The swing may be a good yak but it has been around a few years.


----------



## L3GACY (Sep 2, 2007)

Gee, I hope it isn't out with the swing and in with the 390. I don't think the 390 is good value at all, not when compared to a Swing, Quest or even a Moken.


----------



## shappy (May 29, 2008)

g'day guys, i was looking at the catch and test paddled it and the viking tempo about a month ago. it was much better then the tempo, but both of these yaks where catching the wind which was up around 15 nots on the day. i looked around at a few others and now have a hobie quest on layby. the quest to me had a similar layout to the catch and i believe alot more for your money. that said i still really enjoyed the test paddle on the misson!!

good luck with it mate!!


----------



## ArWeTherYet (Mar 25, 2007)

Oh my god!! what have they done?? :shock: :shock:

Looks like a cross between a quest/tempo/xfactor.......its got barge written all over it......too short and way too heavy. Where do you put your fishfinder/gps?

They have left out all the best features of the swing.....lightness, good length and width, a place for all the important gear (and what it cant fit you probably dont really need any way), a wet foot well to keep my live bait alive and of coarse the best thing about the swing is it's dead sexy (even makes Dodge look good ;-) :lol: )......man the 390 looks ugly...........just hope Billybob can improve its looks by posing with a big Spaniard next to it.


----------



## Blaen (Jul 4, 2006)

tazzman said:


> went and had another look at it today definately looks the goods.dont know whats going on with pricing though its retailing for 2150.00 :twisted: in devonport so i might have to buy somewhere else and ship in :twisted:the joys of not much competetion you can buy 1 on the mainland then ship it to tassie and save 400.00 :twisted: what a mark up  :? they seem to retail between 1600 and 1700 i can buy a hobie outback for about an extra 200.any way ive had my winge will give malibu a call see what sort of deal they can do  cheers taz


Taz,

My mate Barry paid under $1600 for his from Snowgum in Hobart, if you gave them a call they could freight one up to you for no more than an extra $40 I reckon. Worth giving them a call at least.


----------



## wopfish (Dec 4, 2006)

petanquedon said:


> The swing is dead.


Not so sure on that one !!!!!!

Simple - sturdy - practical and trustworthy at a good price ........... those kind of pedigrees never go out of fashion in fact I think you would call it a "CLASSIC" 8) 8)


----------



## Rstanek (Nov 5, 2007)

ArWeTherYet said:


> Oh my god!! what have they done?? :shock: :shock:
> 
> Looks like a cross between a quest/tempo/xfactor.......its got barge written all over it......too short and way too heavy. Where do you put your fishfinder/gps?
> 
> They have left out all the best features of the swing.....lightness, good length and width, a place for all the important gear (and what it cant fit you probably dont really need any way), a wet foot well to keep my live bait alive and of coarse the best thing about the swing is it's dead sexy (even makes Dodge look good ;-) :lol: )......man the 390 looks ugly...........just hope Billybob can improve its looks by posing with a big Spaniard next to it.

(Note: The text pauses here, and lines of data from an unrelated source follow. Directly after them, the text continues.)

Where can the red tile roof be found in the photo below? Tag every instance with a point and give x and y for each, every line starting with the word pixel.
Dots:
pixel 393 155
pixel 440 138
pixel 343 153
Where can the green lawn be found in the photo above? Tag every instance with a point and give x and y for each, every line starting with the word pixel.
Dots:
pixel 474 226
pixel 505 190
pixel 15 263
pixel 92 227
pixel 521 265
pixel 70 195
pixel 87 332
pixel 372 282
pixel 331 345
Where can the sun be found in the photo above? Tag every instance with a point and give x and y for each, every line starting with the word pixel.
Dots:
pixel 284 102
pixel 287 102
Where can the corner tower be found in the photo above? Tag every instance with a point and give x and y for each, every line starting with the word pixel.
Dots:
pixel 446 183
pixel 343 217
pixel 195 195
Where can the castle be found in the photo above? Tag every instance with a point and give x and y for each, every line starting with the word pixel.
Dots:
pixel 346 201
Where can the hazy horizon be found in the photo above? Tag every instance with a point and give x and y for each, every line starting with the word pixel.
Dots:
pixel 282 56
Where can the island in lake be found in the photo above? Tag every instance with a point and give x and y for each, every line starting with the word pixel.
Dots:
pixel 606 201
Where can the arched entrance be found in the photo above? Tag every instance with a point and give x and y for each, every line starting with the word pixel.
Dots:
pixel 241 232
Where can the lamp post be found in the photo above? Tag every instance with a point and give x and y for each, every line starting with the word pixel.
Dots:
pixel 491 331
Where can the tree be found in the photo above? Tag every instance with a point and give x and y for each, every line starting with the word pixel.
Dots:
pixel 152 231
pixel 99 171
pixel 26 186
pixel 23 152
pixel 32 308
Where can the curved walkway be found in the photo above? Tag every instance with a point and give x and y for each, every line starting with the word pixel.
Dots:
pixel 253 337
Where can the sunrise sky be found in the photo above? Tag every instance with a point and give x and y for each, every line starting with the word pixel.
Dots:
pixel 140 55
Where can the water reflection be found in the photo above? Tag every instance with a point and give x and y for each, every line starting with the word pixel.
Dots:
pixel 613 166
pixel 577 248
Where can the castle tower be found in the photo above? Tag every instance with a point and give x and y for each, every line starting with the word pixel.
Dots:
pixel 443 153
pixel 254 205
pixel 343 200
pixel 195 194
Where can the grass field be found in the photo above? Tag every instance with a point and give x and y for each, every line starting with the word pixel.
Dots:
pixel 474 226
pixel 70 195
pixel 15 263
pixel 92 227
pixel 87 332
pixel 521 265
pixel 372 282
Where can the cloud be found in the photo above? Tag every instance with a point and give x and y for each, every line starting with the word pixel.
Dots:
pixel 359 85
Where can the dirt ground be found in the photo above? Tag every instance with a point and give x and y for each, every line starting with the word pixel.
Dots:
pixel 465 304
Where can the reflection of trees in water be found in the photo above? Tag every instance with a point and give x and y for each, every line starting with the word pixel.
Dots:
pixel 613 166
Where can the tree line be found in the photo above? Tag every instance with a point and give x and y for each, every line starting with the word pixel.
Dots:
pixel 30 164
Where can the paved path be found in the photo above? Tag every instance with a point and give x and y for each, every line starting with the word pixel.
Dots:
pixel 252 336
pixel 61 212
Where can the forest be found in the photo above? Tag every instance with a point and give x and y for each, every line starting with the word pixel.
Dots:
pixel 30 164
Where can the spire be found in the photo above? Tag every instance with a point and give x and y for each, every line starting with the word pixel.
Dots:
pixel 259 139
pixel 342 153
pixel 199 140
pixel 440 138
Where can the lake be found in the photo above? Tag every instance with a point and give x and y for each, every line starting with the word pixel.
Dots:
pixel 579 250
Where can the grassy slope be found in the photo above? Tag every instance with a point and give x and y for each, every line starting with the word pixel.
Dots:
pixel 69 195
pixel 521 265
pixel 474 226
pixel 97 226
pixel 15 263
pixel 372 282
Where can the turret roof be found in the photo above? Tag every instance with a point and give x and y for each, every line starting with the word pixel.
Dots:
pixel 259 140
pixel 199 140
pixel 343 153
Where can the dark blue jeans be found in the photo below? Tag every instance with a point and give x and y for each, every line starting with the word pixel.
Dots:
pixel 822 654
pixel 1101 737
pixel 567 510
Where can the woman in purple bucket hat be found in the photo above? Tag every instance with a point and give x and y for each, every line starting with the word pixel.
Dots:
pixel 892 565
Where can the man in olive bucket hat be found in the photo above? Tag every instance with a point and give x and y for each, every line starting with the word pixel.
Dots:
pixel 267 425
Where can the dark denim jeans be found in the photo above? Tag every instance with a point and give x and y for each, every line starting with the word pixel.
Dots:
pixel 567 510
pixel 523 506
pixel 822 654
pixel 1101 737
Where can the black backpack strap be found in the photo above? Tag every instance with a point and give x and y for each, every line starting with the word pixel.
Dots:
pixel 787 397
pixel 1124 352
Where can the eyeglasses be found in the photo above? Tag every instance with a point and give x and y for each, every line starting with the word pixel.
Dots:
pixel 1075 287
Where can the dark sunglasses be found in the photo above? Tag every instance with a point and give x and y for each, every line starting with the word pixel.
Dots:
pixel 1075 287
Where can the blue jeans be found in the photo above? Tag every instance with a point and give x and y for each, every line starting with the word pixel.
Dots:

I agree. The one I saw at Collaroy looked pretty damn ugly, kind of a weird, short, backwards tear-drop. But that's just my opinion; it might do it for some people...


----------



## milansek (Apr 20, 2006)

this kayak is bond to be a winner paddles good rides dry and is very fishing friendly and very stable
i like ,
all good milan


----------



## Rstanek (Nov 5, 2007)

Rstanek said:


> The one I saw at Collaroy looked pretty damn ugly, kind of a weird, short, backwards tear-drop. But that's just my opinion; it might do it for some people...


Oops. I was looking at the Mission 'Flow'. Went back today to look at the 390 and it actually looks quite nice. The one I saw even came with a huge cooler bag that fits in the rear well - don't know if it's standard, but it looked like a good idea. Also lots of storage areas in the cockpit and looks very sturdy. I was so busy inspecting it, I missed my bus. 

Rowan.


----------